Penny Pinchers (Tikkeulmoa Romaenseu)
Korea (2011) Dir. Jeong-hwan Kim
College graduate Ji-Woong (Song Joong-Ki) prefers to live the high life on his mother’s income rather than getting a job of his own, despite bring five months behind on the rent of his small and cheap rooftop apartment. Living in the cheap building opposite is Hong-Sil (Han Ye-Seul), a loner who uses every single trick in the book of frugality to save money and exist at the same time. Upon learning that all of the tenants in Ji-Woong’s building are due to be evicted with a seven million won relocation payoff, Hong-Sil hatches a plan to pay off Ji-Woong’s rent then re-sign it in her father’s name once the landlady has evicted Ji-Woong. Then with nowhere else to go, Hong-Sil offers Ji-Woong her roof top and a tent to live in rent free on the proviso he accompanies her in her money making schemes.
The original Korean title of this rom-com translates to Many A Little Romance leading to the rare occurrence where the international title is far more preferable and more accurate. The premise of two people with differing values and attitudes towards money is given a slight twist here but the traditional rom-com ingredients are all present and correct with a little added emotional drama thrown in to seal the predictable union of the two leads in the film’s final act. While the film isn’t laugh out loud funny it is amusing and carries a certain charm of its own, and no doubt make even encourage a few spendthrifts to re-evaluate their financial attitudes in these lean times.
Ji-Woong lives beyond his means in order to hang with his equally lazy and well kept friends thanks to the steady cash flow injection from his mother’s restaurant – until a wild boar rampages through the premises and destroys everything in its wake. Without this monetary lifeline, Ji-Woong is up the proverbial creek, but that doesn’t stop him from lying about working for a top telecoms company in order to impress materialistic Gyung-Joo aka “Mint” (Shin So-Yul), who only likes Ji-Woong when he’s splashing the cash. The fact he can’t even afford a packet of three when Mint is in the mood leaves him wide open for Hong-Sil’s money making master plan. While she is a normally confident person, she has no friends, although she tries her hardest to impress her financial advisor Gwan-Woo (Lee Sang-Yeob) who suggests a dual savings scheme to Hong-Sil which will earn her twenty million won, hence the need for Ji-Woong’s presence. But while Hong-Sil is selling empty bottles and raiding empty houses for re-sellable goods, her gambler father pops by to borrow money which he can’t repay, straining their relationship further than it already is.

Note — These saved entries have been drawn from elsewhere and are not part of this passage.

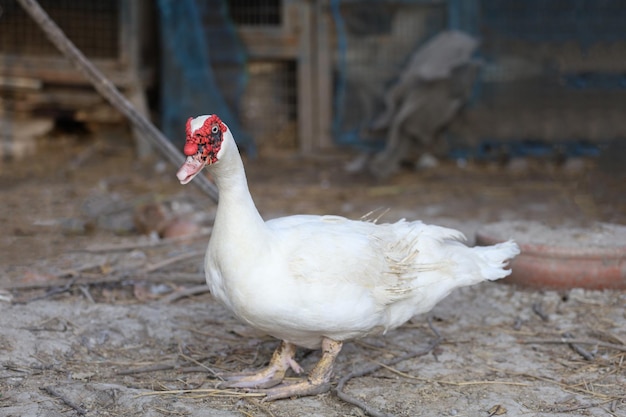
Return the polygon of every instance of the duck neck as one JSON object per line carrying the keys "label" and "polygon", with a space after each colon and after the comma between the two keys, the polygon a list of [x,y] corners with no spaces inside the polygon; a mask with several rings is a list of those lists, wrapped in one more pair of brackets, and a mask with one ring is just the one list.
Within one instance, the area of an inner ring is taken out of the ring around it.
{"label": "duck neck", "polygon": [[254,242],[262,239],[265,222],[257,210],[250,190],[243,162],[236,146],[225,152],[210,173],[219,190],[219,203],[213,227],[213,236],[228,241]]}

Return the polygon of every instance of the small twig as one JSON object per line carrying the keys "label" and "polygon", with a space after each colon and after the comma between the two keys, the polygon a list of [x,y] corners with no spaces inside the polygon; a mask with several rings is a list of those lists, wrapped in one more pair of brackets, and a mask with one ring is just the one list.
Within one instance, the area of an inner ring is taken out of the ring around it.
{"label": "small twig", "polygon": [[538,315],[541,320],[543,321],[550,321],[550,316],[548,316],[548,314],[543,311],[543,305],[539,302],[537,303],[533,303],[533,313],[535,313],[536,315]]}
{"label": "small twig", "polygon": [[19,284],[4,286],[3,289],[6,289],[6,290],[36,290],[36,289],[40,289],[40,288],[59,287],[59,286],[65,285],[67,283],[67,279],[65,279],[63,277],[77,279],[80,276],[81,272],[84,272],[84,271],[87,271],[87,270],[93,269],[93,268],[102,268],[102,266],[103,266],[102,262],[87,263],[85,265],[81,265],[81,266],[76,267],[76,268],[62,270],[60,272],[57,272],[56,274],[50,274],[51,278],[52,277],[57,278],[55,280],[48,280],[47,282],[25,283],[25,284],[24,283],[19,283]]}
{"label": "small twig", "polygon": [[[48,297],[52,297],[52,296],[55,296],[55,295],[58,295],[58,294],[63,294],[64,292],[67,292],[67,291],[69,291],[72,288],[72,285],[74,285],[74,283],[76,282],[77,278],[78,278],[77,276],[73,277],[67,284],[65,284],[62,287],[51,287],[48,291],[46,291],[45,294],[29,298],[28,300],[24,301],[23,303],[27,304],[27,303],[30,303],[30,302],[33,302],[33,301],[43,300],[43,299],[46,299]],[[21,304],[21,303],[17,303],[17,304]]]}
{"label": "small twig", "polygon": [[569,408],[553,408],[550,410],[551,413],[571,413],[573,411],[579,411],[579,410],[586,410],[588,408],[595,408],[595,407],[599,407],[601,405],[604,405],[606,403],[610,403],[613,402],[615,400],[610,399],[610,400],[606,400],[606,401],[602,401],[599,403],[591,403],[591,404],[583,404],[583,405],[577,405],[574,407],[569,407]]}
{"label": "small twig", "polygon": [[371,417],[391,417],[388,414],[381,413],[380,411],[365,404],[363,401],[358,400],[355,397],[345,393],[343,391],[343,388],[346,385],[346,383],[353,378],[359,378],[365,375],[369,375],[373,372],[378,371],[379,369],[383,367],[391,367],[397,363],[400,363],[409,359],[417,358],[419,356],[424,356],[432,352],[432,350],[435,349],[439,345],[439,343],[441,343],[442,337],[439,331],[437,330],[437,328],[435,328],[435,326],[432,324],[432,320],[430,318],[428,320],[428,326],[433,331],[433,333],[435,333],[435,335],[437,336],[437,338],[433,340],[430,344],[428,344],[428,346],[426,346],[424,349],[417,350],[417,351],[399,356],[385,363],[377,363],[375,365],[368,366],[361,370],[350,372],[348,375],[344,376],[343,378],[339,380],[339,383],[337,384],[337,388],[335,388],[337,397],[339,397],[340,399],[342,399],[343,401],[349,404],[356,405],[357,407],[359,407],[361,410],[363,410],[366,414],[370,415]]}
{"label": "small twig", "polygon": [[181,394],[203,394],[202,396],[195,396],[192,398],[206,398],[206,397],[233,397],[233,398],[247,398],[247,397],[265,397],[267,394],[264,392],[241,392],[236,390],[215,389],[215,388],[198,388],[198,389],[176,389],[167,391],[148,391],[137,394],[135,397],[148,397],[153,395],[181,395]]}
{"label": "small twig", "polygon": [[585,339],[543,339],[543,340],[518,340],[517,343],[524,344],[570,344],[575,343],[578,345],[596,345],[600,347],[605,347],[608,349],[615,349],[622,352],[626,352],[626,346],[616,345],[614,343],[601,342],[598,340],[585,340]]}
{"label": "small twig", "polygon": [[[270,410],[269,407],[267,407],[263,403],[261,403],[259,401],[254,401],[252,398],[244,398],[244,401],[246,401],[247,403],[252,404],[254,407],[259,408],[261,411],[263,411],[268,416],[276,417],[276,415],[274,413],[272,413],[272,410]],[[239,410],[239,411],[241,411],[241,410]]]}
{"label": "small twig", "polygon": [[609,343],[617,343],[618,345],[626,346],[626,340],[606,330],[592,330],[590,336],[593,336],[595,338],[602,338]]}
{"label": "small twig", "polygon": [[[515,372],[515,371],[508,370],[508,369],[501,369],[501,368],[498,368],[498,367],[492,367],[492,366],[488,366],[488,365],[486,365],[486,366],[487,366],[488,369],[492,369],[495,372],[504,373],[504,374],[507,374],[509,376],[519,376],[519,377],[522,377],[522,378],[531,378],[531,379],[536,379],[538,381],[547,382],[549,384],[554,384],[554,385],[560,387],[561,389],[563,389],[566,392],[582,393],[582,394],[590,395],[592,397],[600,398],[600,399],[606,400],[606,401],[615,400],[615,399],[617,399],[617,400],[626,399],[626,396],[618,396],[618,397],[616,397],[616,396],[612,396],[612,395],[601,394],[601,393],[596,392],[596,391],[591,391],[586,386],[585,386],[585,388],[582,388],[582,387],[580,387],[580,385],[581,385],[580,383],[579,384],[575,384],[575,385],[570,385],[570,384],[563,383],[560,380],[557,380],[557,379],[554,379],[554,378],[549,378],[549,377],[546,377],[546,376],[534,375],[534,374],[527,373],[527,372]],[[566,401],[567,400],[562,401],[562,402],[566,402]]]}
{"label": "small twig", "polygon": [[335,392],[337,393],[337,397],[339,397],[340,399],[342,399],[343,401],[352,404],[352,405],[356,405],[357,407],[359,407],[361,410],[363,410],[366,414],[372,416],[372,417],[388,417],[388,414],[384,414],[384,413],[380,413],[378,412],[378,410],[375,410],[373,408],[371,408],[369,405],[365,404],[363,401],[360,401],[356,398],[354,398],[353,396],[346,394],[343,391],[344,386],[346,385],[346,383],[353,379],[353,378],[359,378],[368,374],[371,374],[373,372],[376,372],[377,370],[379,370],[381,368],[380,365],[372,365],[366,368],[363,368],[359,371],[354,371],[354,372],[350,372],[348,375],[344,376],[343,378],[341,378],[339,380],[339,383],[337,384],[337,388],[335,388]]}
{"label": "small twig", "polygon": [[123,369],[117,372],[117,375],[135,375],[146,372],[168,371],[174,369],[176,366],[172,363],[159,363],[156,365],[143,366],[135,369]]}
{"label": "small twig", "polygon": [[205,252],[206,252],[205,249],[196,250],[196,251],[192,251],[192,252],[186,252],[186,253],[180,254],[178,256],[174,256],[172,258],[167,258],[167,259],[164,259],[164,260],[162,260],[160,262],[148,265],[148,266],[144,267],[141,270],[141,272],[143,272],[143,273],[150,273],[150,272],[156,271],[158,269],[165,268],[166,266],[169,266],[169,265],[177,263],[177,262],[186,261],[187,259],[196,258],[198,256],[203,256]]}
{"label": "small twig", "polygon": [[85,410],[83,407],[81,407],[80,405],[76,404],[74,401],[72,401],[69,398],[67,398],[65,395],[61,394],[56,389],[54,389],[52,387],[40,387],[39,389],[44,391],[45,393],[47,393],[51,397],[55,397],[55,398],[58,398],[59,400],[63,401],[63,403],[65,405],[67,405],[68,407],[72,408],[79,415],[84,416],[85,414],[87,414],[87,410]]}
{"label": "small twig", "polygon": [[191,297],[207,292],[211,292],[207,285],[198,285],[196,287],[185,288],[183,290],[175,291],[169,295],[166,295],[165,297],[161,298],[160,302],[162,304],[171,304],[175,301],[180,300],[181,298]]}
{"label": "small twig", "polygon": [[200,284],[206,282],[206,277],[203,272],[157,272],[151,273],[146,277],[147,281],[150,282],[187,282],[192,284]]}
{"label": "small twig", "polygon": [[407,374],[406,372],[402,372],[392,366],[389,365],[385,365],[382,362],[376,362],[378,365],[382,366],[383,368],[387,369],[390,372],[393,372],[396,375],[399,375],[403,378],[407,378],[407,379],[414,379],[416,381],[424,381],[424,382],[436,382],[437,384],[442,384],[442,385],[453,385],[456,387],[463,387],[466,385],[515,385],[515,386],[520,386],[520,387],[526,387],[529,384],[526,384],[524,382],[513,382],[513,381],[461,381],[461,382],[455,382],[455,381],[446,381],[443,379],[431,379],[431,378],[423,378],[423,377],[419,377],[419,376],[415,376],[415,375],[411,375],[411,374]]}
{"label": "small twig", "polygon": [[87,285],[80,285],[78,288],[80,289],[80,292],[83,293],[85,298],[88,299],[91,304],[95,304],[96,303],[94,301],[93,297],[91,296],[91,293],[89,292],[89,286],[87,286]]}
{"label": "small twig", "polygon": [[205,365],[205,364],[203,364],[202,362],[197,361],[196,359],[192,358],[191,356],[187,356],[187,355],[185,355],[184,353],[179,353],[179,355],[180,355],[180,357],[181,357],[181,358],[183,358],[184,360],[189,361],[189,362],[191,362],[191,363],[195,363],[196,365],[198,365],[198,366],[199,366],[199,367],[201,367],[202,369],[204,369],[204,370],[206,370],[206,371],[209,371],[209,373],[210,373],[211,375],[213,375],[215,378],[218,378],[218,379],[220,379],[221,381],[223,381],[223,380],[224,380],[224,378],[222,378],[222,377],[220,376],[220,374],[219,374],[219,373],[215,372],[213,369],[211,369],[210,367],[206,366],[206,365]]}
{"label": "small twig", "polygon": [[[574,335],[569,333],[569,332],[565,332],[562,334],[562,336],[565,339],[573,339]],[[592,361],[595,359],[595,355],[591,352],[588,352],[586,349],[584,349],[582,346],[575,344],[574,342],[570,342],[567,344],[570,349],[572,349],[574,352],[578,353],[580,356],[583,357],[583,359],[585,359],[586,361]]]}
{"label": "small twig", "polygon": [[[443,337],[441,336],[441,333],[439,333],[439,330],[433,324],[433,317],[432,316],[428,317],[428,328],[430,329],[431,332],[433,332],[435,334],[435,336],[437,336],[437,340],[439,342],[441,342],[443,340]],[[434,349],[434,347],[433,347],[433,349]]]}
{"label": "small twig", "polygon": [[156,241],[141,241],[141,242],[127,242],[127,243],[118,243],[112,245],[93,245],[87,246],[84,249],[79,249],[84,252],[118,252],[118,251],[127,251],[132,249],[145,249],[145,248],[156,248],[159,246],[167,246],[172,245],[179,242],[186,242],[195,240],[201,237],[208,237],[211,234],[211,230],[196,233],[193,235],[187,236],[179,236],[179,237],[171,237],[167,239],[161,239]]}
{"label": "small twig", "polygon": [[163,414],[164,416],[171,416],[171,415],[179,415],[179,416],[188,416],[189,412],[187,411],[174,411],[174,410],[167,410],[165,408],[161,408],[161,407],[152,407],[153,410],[158,411],[159,413]]}
{"label": "small twig", "polygon": [[[94,274],[75,276],[73,278],[72,285],[101,285],[101,284],[114,284],[121,283],[129,279],[129,275],[136,274],[132,270],[118,271],[115,274],[109,273],[106,276],[98,276]],[[188,282],[188,283],[200,283],[204,282],[205,278],[203,274],[190,274],[185,272],[171,272],[171,273],[152,273],[145,275],[141,278],[142,281],[147,282]],[[37,290],[54,287],[64,287],[68,283],[67,279],[57,279],[48,282],[28,283],[28,284],[14,284],[4,287],[7,290]],[[32,301],[32,300],[31,300]]]}
{"label": "small twig", "polygon": [[90,262],[84,265],[80,265],[76,268],[65,269],[63,271],[58,272],[57,274],[54,274],[54,276],[57,278],[74,277],[74,276],[80,275],[81,272],[85,272],[94,268],[102,269],[103,267],[104,265],[102,264],[102,262]]}
{"label": "small twig", "polygon": [[586,349],[584,349],[583,347],[581,347],[580,345],[574,344],[574,343],[568,343],[567,344],[574,352],[578,353],[580,356],[583,357],[583,359],[585,359],[586,361],[592,361],[595,359],[595,355],[591,352],[588,352]]}
{"label": "small twig", "polygon": [[[497,371],[497,372],[502,372],[502,373],[508,374],[508,375],[516,375],[516,376],[521,376],[521,377],[524,377],[524,378],[532,378],[532,379],[536,379],[538,381],[544,381],[544,382],[548,382],[550,384],[555,384],[555,385],[561,387],[565,391],[569,390],[569,391],[574,391],[574,392],[578,392],[578,393],[583,393],[583,394],[591,395],[591,396],[596,397],[596,398],[602,398],[602,399],[605,399],[605,400],[612,400],[612,399],[616,398],[614,396],[600,394],[599,392],[590,391],[589,389],[586,389],[586,388],[580,388],[580,387],[578,387],[576,385],[565,384],[565,383],[560,382],[560,381],[558,381],[556,379],[553,379],[553,378],[548,378],[548,377],[539,376],[539,375],[533,375],[533,374],[529,374],[529,373],[526,373],[526,372],[512,372],[512,371],[509,371],[509,370],[499,369],[499,368],[494,368],[494,367],[491,367],[491,369],[493,369],[494,371]],[[626,397],[617,397],[617,398],[626,398]]]}

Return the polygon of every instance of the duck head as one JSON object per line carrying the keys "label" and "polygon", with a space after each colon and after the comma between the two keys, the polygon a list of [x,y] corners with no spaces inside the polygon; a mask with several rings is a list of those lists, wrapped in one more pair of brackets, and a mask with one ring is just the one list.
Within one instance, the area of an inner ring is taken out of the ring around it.
{"label": "duck head", "polygon": [[226,135],[230,135],[230,131],[219,117],[212,114],[190,117],[187,120],[186,135],[183,152],[187,159],[176,173],[181,184],[187,184],[206,165],[220,160]]}

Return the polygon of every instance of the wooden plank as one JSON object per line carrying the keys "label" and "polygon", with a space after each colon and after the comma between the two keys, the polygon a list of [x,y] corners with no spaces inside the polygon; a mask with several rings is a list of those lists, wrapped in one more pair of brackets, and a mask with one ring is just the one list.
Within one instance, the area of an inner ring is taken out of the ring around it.
{"label": "wooden plank", "polygon": [[320,149],[334,146],[332,138],[333,81],[332,81],[332,47],[330,30],[332,27],[328,0],[316,2],[316,83],[315,103],[315,144]]}
{"label": "wooden plank", "polygon": [[41,80],[25,77],[3,77],[0,75],[0,87],[11,90],[41,90]]}
{"label": "wooden plank", "polygon": [[[120,62],[126,68],[132,80],[126,95],[135,108],[145,117],[150,117],[145,83],[141,78],[141,16],[145,5],[140,1],[120,0]],[[132,125],[135,148],[139,158],[151,155],[152,146],[146,134],[136,125]]]}
{"label": "wooden plank", "polygon": [[90,107],[103,102],[103,98],[93,90],[45,89],[41,91],[16,92],[10,98],[0,97],[0,105],[5,99],[13,105],[28,108],[45,107]]}
{"label": "wooden plank", "polygon": [[238,33],[253,59],[296,59],[300,52],[298,36],[280,28],[243,26]]}
{"label": "wooden plank", "polygon": [[[23,77],[47,83],[89,85],[89,81],[63,57],[38,57],[0,55],[0,76]],[[93,64],[118,87],[131,85],[128,72],[119,63],[107,59],[94,59]]]}
{"label": "wooden plank", "polygon": [[298,141],[302,153],[315,149],[313,131],[315,112],[315,80],[313,77],[314,58],[312,45],[312,7],[308,2],[300,2],[300,42],[298,54]]}

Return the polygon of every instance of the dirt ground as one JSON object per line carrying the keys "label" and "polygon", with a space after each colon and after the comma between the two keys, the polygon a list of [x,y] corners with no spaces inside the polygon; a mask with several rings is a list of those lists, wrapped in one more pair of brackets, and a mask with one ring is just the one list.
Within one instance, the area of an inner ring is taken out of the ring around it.
{"label": "dirt ground", "polygon": [[[353,157],[245,162],[266,218],[389,208],[384,220],[451,226],[470,241],[500,220],[626,224],[625,178],[594,160],[444,162],[380,182],[347,173]],[[262,366],[277,342],[192,293],[215,205],[178,184],[176,168],[136,161],[128,138],[65,133],[0,170],[0,416],[363,415],[334,391],[266,403],[214,389],[214,373]],[[394,416],[626,416],[625,305],[623,291],[464,288],[347,343],[334,381],[425,351],[343,392]],[[310,369],[319,352],[298,359]]]}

Some of the schemes Hong-Sil ropes Ji-Woong into may seem a tad immoral at first but really aren’t, compared to the deal Gwan-Wo has set up. Others are quite ingenious – such as the illuminated shuttlecocks (and guess who caused the blackout on the badminton courts in the first place?) or the wedding guest scheme where they make up the numbers at a wedding party for a small fee. But while Hong-Sil insists that Ji-Woong saves all of his money, the lure of getting intimate with Mint proves to be too strong and one pair of expensive shows later threatens to undermine all of their hard work.
What is a nice touch about this film in that while it is almost a given that Hong-Sil and Ji-Woong will pair up in the end, the hints of this are well and truly buried for the majority of the film with not even the hint of an awkward drunken kiss to tease the viewers. Instead it is the trust that forms between the two, especially on Ji-Woong’s part, which is the bond to be focused on here as both are too busy pursuing romantic interest elsewhere. Free from all of the typical rom-com clichés and tensions the story of financial exploits of the lead duo is therefore given more room to breathe. This does mean the heavy drama is crammed into the final act and thus we rush to the emotional climax but we care more about the characters and the importance of the actions taken since time was given to getting this aspect of the story over. And with two energetic and likeable leads in Song Joong-Ki and Han Ye-Seul make this an easier film to watch.
Penny Pinchers sails close to the usual rom-com conventions without getting too wet and while it offers little in the way of originality in its formula, it is nonetheless a pleasant and undemanding watch.